Daniel yang sedang berdiri di samping Martha, langsung menggeleng, "Tidak Martha! Mana mungkin aku bercanda soal ini. Datanglah besok siang! Aku akan pulang lebih awal pulang dari kebun."
"Hmm.. Baiklah, Daniel!"
Sore hari ini, keduanya sedang menghabiskan waktu bersama setelah gerimis sempat turun di siang harinya. Kini Martha dan Daniel sedang berkeliling mengitari area taman Edelweis, yang saat ini terlihat lebih banyak pengunjungnya.
Setelah puas berkeliling bersama selama satu jam lebih, Daniel pun mengantar kekasihnya pulang dengan kereta kuda miliknya. Sang kusir dengan senang hati bersedia mengantar mereka.
Tiba di rumah, Martha dikejutkan oleh keberadaan sang kakak yang sedang duduk membaca di ruang tengah.

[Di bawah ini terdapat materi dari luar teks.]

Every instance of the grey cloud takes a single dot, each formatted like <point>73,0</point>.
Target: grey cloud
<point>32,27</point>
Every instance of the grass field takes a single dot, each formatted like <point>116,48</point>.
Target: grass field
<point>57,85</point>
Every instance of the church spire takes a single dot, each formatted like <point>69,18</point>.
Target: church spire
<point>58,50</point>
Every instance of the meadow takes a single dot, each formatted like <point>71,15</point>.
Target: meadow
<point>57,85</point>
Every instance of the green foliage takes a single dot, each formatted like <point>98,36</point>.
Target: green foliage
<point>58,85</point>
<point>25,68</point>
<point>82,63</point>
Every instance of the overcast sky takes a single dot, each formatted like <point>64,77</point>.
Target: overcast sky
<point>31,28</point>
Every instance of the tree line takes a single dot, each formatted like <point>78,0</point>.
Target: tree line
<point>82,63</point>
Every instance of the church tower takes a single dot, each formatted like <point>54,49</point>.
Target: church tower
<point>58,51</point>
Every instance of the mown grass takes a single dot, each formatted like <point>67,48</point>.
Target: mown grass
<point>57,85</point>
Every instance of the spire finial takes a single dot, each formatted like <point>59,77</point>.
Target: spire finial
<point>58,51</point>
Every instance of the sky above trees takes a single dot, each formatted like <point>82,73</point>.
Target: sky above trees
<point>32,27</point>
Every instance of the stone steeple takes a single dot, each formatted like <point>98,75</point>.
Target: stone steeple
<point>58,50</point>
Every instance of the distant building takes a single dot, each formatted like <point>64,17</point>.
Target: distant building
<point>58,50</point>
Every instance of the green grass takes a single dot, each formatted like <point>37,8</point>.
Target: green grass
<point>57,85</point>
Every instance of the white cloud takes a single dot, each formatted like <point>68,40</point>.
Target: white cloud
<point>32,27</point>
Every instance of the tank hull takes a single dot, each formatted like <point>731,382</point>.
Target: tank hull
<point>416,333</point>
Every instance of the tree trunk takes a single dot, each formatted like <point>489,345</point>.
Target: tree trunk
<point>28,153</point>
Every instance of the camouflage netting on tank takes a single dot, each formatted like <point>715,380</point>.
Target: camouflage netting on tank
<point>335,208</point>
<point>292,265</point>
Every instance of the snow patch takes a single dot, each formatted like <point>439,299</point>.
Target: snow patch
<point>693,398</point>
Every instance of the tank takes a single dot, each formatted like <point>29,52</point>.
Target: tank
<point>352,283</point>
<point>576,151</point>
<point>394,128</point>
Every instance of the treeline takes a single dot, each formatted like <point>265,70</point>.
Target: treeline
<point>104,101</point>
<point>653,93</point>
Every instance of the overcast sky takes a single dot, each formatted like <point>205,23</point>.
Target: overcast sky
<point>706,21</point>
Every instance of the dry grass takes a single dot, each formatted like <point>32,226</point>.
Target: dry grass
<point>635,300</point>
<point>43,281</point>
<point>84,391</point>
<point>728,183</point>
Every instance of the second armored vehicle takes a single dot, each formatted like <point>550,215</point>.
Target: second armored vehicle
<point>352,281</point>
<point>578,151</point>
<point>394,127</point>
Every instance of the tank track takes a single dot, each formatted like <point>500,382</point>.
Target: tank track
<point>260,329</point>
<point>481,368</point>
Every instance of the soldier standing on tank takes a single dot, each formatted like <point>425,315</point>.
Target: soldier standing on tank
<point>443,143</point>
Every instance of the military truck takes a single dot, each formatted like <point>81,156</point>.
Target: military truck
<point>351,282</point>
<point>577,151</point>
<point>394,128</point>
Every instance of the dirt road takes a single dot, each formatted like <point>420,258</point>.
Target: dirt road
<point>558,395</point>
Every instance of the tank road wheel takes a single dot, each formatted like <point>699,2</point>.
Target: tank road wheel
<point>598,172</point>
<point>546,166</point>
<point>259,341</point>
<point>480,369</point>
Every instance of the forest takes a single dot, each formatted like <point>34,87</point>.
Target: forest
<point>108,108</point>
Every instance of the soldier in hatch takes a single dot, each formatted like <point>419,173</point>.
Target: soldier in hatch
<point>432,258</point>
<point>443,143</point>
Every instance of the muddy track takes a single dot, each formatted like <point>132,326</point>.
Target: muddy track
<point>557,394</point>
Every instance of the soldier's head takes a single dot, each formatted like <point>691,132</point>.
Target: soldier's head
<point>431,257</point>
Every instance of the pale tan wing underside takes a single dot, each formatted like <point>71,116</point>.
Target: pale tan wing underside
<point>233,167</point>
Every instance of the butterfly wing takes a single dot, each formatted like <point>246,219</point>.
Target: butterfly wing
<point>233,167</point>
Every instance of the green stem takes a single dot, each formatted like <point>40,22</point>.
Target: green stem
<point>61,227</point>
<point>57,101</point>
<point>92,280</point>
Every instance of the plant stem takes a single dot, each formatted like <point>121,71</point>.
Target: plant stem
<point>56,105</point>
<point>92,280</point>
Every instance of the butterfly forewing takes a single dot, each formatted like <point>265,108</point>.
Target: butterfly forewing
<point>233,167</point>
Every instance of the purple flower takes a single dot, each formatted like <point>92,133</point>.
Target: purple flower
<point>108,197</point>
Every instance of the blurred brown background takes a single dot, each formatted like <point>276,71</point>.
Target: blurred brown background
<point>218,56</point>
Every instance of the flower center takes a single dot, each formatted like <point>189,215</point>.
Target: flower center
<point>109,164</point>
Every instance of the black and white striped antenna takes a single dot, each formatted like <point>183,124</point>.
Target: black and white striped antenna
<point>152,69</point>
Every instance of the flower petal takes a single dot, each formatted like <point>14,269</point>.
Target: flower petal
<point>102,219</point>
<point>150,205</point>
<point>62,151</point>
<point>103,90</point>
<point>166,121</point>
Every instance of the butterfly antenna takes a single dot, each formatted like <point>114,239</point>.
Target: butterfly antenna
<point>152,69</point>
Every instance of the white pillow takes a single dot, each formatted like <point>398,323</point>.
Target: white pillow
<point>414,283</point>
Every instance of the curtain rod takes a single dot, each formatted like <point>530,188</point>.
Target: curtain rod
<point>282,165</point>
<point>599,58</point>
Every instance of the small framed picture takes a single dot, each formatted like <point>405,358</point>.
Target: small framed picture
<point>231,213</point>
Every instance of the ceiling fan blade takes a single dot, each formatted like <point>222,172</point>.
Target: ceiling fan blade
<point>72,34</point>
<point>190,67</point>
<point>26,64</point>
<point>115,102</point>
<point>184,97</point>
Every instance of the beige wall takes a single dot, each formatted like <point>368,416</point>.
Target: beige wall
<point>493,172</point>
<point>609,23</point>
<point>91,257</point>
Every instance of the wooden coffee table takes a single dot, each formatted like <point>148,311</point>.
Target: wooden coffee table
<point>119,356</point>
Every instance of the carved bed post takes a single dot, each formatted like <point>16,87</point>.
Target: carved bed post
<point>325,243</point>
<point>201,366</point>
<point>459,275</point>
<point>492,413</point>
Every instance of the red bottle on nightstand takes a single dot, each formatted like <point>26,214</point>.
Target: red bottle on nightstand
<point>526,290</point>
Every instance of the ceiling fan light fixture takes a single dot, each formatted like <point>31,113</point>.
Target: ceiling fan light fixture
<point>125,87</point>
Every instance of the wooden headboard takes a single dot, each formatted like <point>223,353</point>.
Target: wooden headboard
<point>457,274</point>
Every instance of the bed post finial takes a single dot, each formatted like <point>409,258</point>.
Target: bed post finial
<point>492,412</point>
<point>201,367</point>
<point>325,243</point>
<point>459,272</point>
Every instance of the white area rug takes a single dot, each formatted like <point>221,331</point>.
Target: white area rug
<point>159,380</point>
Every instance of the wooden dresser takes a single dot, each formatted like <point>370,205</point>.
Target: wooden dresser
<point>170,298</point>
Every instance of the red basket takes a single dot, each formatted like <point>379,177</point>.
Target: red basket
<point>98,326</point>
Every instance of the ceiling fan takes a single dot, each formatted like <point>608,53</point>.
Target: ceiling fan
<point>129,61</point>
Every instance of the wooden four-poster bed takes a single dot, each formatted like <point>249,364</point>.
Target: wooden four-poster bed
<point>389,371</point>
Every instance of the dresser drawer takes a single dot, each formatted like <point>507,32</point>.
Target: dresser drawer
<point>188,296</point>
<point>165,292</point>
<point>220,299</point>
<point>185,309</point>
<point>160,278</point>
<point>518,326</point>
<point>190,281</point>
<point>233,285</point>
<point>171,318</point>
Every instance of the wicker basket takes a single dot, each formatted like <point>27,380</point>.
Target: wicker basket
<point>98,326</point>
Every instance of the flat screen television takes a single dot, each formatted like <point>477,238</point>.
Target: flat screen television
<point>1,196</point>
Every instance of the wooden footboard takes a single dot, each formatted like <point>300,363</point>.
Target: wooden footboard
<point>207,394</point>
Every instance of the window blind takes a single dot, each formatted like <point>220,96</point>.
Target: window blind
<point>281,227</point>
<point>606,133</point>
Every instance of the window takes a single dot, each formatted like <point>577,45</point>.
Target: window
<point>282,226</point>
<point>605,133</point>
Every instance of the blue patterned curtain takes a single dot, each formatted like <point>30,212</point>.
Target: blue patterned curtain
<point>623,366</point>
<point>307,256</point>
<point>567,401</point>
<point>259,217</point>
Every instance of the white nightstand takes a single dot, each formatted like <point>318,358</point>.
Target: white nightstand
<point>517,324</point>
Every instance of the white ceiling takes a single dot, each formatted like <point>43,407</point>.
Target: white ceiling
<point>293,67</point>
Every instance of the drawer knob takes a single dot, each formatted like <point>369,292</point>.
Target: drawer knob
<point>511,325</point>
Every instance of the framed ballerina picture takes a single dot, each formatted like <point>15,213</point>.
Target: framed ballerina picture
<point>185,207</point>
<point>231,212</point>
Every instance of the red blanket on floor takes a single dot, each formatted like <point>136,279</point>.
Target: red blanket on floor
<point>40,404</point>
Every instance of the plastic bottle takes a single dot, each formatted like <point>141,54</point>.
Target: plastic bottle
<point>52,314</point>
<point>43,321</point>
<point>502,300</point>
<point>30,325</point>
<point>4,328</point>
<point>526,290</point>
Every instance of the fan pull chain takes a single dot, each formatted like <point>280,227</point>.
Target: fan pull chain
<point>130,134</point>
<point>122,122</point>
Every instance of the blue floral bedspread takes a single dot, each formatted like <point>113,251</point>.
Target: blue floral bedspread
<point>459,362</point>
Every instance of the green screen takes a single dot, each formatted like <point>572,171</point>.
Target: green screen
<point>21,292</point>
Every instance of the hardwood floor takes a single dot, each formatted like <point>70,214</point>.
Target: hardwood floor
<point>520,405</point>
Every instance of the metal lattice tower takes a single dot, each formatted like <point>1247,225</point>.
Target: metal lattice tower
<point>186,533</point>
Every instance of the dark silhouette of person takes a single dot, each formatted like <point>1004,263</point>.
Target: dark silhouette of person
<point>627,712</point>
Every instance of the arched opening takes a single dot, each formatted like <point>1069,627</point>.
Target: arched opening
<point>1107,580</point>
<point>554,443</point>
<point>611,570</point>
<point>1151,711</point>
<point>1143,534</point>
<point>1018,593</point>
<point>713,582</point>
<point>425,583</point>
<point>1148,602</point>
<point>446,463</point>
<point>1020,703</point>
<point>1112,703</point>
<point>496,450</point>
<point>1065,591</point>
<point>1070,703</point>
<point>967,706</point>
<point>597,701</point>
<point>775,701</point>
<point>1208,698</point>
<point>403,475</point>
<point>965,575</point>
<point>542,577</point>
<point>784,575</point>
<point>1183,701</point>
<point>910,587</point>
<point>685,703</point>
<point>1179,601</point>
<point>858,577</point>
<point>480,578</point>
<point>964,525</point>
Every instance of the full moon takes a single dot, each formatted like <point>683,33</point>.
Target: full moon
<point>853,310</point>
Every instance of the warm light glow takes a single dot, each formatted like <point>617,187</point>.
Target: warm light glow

"Kakak! Kau pulang lebih awal?"
"Hmm. Aku ingin beristirahat lebih awal, Martha." seraya mengalihkan pandangan dari bukunya kepada Martha. "Kau pergi bersama Daniel?"
"Tentu! Kami berkeliling di taman Edelweis."
"Ah, kalian berdua... romantis sekali!"
"Kau merasa iri hati kepada kami, Kakak?" bisiknya mendekat ke telinga Matias dari belakang.
"Apa katamu? Iri hati? Hmm.. Tidak!"
"Baiklah! Kalau begitu, aku akan ke kamar sekarang." gadis itupun beranjak pergi dari sana.
Matias memikirkan gadisnya. Sesungguhnya dia sudah merindukan Nivea. Tapi, dia belum bisa menemuinya. Situasinya masih belum memungkinkan.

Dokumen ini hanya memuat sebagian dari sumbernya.